First of all, Mondrowitz was exposed in Brooklyn almost 28 years ago because Italian abuse victims and their families went to police. Jewish victims and their families, loyal to the omerta of the haredi community, refused to come forward. Later, as those abused haredi children grew into adulthood and got out from under the thumb of their families and community, and as tensions within the haredi community in Brooklyn over corruption and coverups grew, they began to speak out.
Israeli haredim are culturally behind their American counterparts. They live in truly closed societies and, because of the reluctance of haredi men to work, are financially dependent on haredi leadership. Literally, their bread comes from that leadership and from state welfare. Without either, Israeli haredim would starve.
Further, the social pressure to conform is even greater in Israel than it is in Brooklyn. Those haredim who are seen as different face not only ostracism from their communities and from the haredi financial trough, but they face the very real likelihood this ostracism will extend to their children and even to their grandchildren.
Parents are faced with the following choice. 1 of their 9 children has been sexually abused by a rabbi. It is this young child's word against the word of a community leader. If the parents break omerta and go to the police, they face the following scenario:
- Their other children may immediately be ostracized by their teachers and peers.
- Their other children may never get a good shiduch (match) because the family as a whole is now viewed as damaged goods.
- The father may be removed from kollel.
- The family will fall deeper into poverty with no foreseeable way to recover.
So families must choose between protecting their other children on one hand and doing the correct and (secularly) legal thing on the other.
It is hardly surprising, therefore, that Israeli haredi victims of Mondrowitz, if they exist, have not gone to the police.

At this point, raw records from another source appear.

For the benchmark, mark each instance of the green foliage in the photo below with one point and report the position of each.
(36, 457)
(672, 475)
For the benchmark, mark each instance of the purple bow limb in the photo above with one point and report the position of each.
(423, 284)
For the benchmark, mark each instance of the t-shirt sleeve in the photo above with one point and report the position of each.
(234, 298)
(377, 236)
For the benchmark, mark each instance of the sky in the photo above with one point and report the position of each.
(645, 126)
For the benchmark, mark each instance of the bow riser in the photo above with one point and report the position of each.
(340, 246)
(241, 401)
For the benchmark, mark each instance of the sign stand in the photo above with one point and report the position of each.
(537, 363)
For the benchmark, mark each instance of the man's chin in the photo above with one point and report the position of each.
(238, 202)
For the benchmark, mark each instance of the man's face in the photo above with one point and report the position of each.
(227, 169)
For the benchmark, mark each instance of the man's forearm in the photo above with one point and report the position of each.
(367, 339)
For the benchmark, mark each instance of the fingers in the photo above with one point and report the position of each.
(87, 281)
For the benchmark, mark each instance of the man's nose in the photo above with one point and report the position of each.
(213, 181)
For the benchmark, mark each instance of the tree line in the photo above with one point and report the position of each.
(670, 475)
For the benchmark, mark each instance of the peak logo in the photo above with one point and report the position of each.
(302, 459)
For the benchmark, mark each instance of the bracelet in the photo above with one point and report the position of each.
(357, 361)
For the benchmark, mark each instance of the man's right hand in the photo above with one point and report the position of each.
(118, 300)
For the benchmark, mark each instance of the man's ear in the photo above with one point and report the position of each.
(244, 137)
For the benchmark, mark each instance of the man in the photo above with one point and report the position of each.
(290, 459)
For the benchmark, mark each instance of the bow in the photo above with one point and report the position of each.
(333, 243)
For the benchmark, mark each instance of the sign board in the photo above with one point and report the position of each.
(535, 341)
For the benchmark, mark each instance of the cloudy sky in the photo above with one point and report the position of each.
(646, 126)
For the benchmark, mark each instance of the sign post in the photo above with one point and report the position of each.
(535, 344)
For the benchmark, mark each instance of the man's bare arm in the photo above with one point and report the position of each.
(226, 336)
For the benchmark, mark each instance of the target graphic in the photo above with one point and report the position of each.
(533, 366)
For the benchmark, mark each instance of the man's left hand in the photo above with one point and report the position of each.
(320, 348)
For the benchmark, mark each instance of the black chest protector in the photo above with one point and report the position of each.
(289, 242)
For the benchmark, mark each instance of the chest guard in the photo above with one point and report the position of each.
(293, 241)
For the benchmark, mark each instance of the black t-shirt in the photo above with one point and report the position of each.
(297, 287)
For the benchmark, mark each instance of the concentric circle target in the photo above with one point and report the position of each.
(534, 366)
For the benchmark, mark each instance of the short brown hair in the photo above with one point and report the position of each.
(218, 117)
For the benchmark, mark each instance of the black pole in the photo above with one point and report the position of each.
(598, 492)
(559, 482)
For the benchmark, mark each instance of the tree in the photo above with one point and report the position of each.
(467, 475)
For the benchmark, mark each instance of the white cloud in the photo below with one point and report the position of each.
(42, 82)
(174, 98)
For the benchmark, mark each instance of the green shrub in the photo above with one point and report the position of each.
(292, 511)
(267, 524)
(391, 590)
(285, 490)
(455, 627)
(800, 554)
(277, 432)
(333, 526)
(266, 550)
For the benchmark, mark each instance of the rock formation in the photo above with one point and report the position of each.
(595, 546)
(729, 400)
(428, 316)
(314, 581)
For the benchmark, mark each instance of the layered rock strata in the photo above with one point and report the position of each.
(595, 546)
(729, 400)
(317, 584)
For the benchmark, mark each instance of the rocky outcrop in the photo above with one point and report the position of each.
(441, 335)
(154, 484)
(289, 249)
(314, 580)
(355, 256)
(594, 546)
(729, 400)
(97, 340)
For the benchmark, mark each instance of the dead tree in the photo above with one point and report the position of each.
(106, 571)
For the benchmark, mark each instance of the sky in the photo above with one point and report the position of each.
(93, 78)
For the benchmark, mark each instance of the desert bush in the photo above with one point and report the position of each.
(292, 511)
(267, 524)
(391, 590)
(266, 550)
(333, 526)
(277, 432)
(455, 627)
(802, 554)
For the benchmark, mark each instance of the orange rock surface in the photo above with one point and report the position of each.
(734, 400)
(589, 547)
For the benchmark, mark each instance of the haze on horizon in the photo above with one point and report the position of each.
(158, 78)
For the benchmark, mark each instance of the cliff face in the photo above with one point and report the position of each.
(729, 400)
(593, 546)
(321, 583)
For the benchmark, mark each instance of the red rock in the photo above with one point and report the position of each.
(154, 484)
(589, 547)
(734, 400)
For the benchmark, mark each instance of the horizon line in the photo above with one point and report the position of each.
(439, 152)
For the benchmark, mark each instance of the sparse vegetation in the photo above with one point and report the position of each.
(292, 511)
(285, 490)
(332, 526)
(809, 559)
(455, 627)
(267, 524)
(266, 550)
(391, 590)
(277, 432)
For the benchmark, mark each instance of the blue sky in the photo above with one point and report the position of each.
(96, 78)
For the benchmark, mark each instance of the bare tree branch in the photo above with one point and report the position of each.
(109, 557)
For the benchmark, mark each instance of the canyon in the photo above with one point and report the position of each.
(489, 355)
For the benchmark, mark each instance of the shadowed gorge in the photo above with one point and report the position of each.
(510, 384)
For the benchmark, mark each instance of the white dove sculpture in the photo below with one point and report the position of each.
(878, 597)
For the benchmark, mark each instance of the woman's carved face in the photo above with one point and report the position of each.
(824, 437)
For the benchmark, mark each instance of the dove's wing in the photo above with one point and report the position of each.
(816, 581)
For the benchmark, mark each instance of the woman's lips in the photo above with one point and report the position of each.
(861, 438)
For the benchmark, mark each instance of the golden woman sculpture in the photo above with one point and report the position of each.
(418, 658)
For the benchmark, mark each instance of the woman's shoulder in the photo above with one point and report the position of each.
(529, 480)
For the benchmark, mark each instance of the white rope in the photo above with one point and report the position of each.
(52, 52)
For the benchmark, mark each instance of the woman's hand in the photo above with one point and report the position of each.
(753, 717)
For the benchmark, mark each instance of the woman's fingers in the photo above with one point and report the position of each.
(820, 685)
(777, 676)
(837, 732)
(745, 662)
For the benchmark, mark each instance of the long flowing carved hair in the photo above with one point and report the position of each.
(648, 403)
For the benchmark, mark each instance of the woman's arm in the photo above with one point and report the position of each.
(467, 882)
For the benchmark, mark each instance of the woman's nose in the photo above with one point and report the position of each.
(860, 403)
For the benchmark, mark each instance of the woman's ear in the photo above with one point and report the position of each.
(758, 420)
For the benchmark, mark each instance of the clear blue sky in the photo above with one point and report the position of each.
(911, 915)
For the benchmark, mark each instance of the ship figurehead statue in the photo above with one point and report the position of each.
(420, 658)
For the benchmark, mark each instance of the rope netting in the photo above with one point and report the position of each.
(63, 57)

Mondrowitz was found in possession of four child porn movies. These movies are made illegally. To make them, real live children, often as young as three years old, are sodomized and raped as camera roll. He was also selling fake university degrees in a county, Israel, that pays employees based on degrees obtained. That means a holder of a BA makes more than an employee with no advanced degrees, even if the job is not based in any way on that academic degree. In the same way, a holder of a MA makes more than a holder of a BA and a holder of a Ph.D. more than a holder of a MA. Selling fake degrees is a major fraud in Israel.
Do you really think a "hasid" with a heavy background in child rape, who is found to be in possession of child porn and who sells fake academic degrees for substantial profit is someone who can be viewed as reformed?
Raizel Mondrowitz may be blinded by her love for her husband. The power of denial is often unusually strong in cases like this. But make no mistake about it – Mondrowitz needs to face justice for what he did to little children. He needs to own up for the lives he ruined, apologize to those who survived it (at least one of his victims reputedly committed suicide), and be removed from society to a place where he is no longer a threat to children or free people.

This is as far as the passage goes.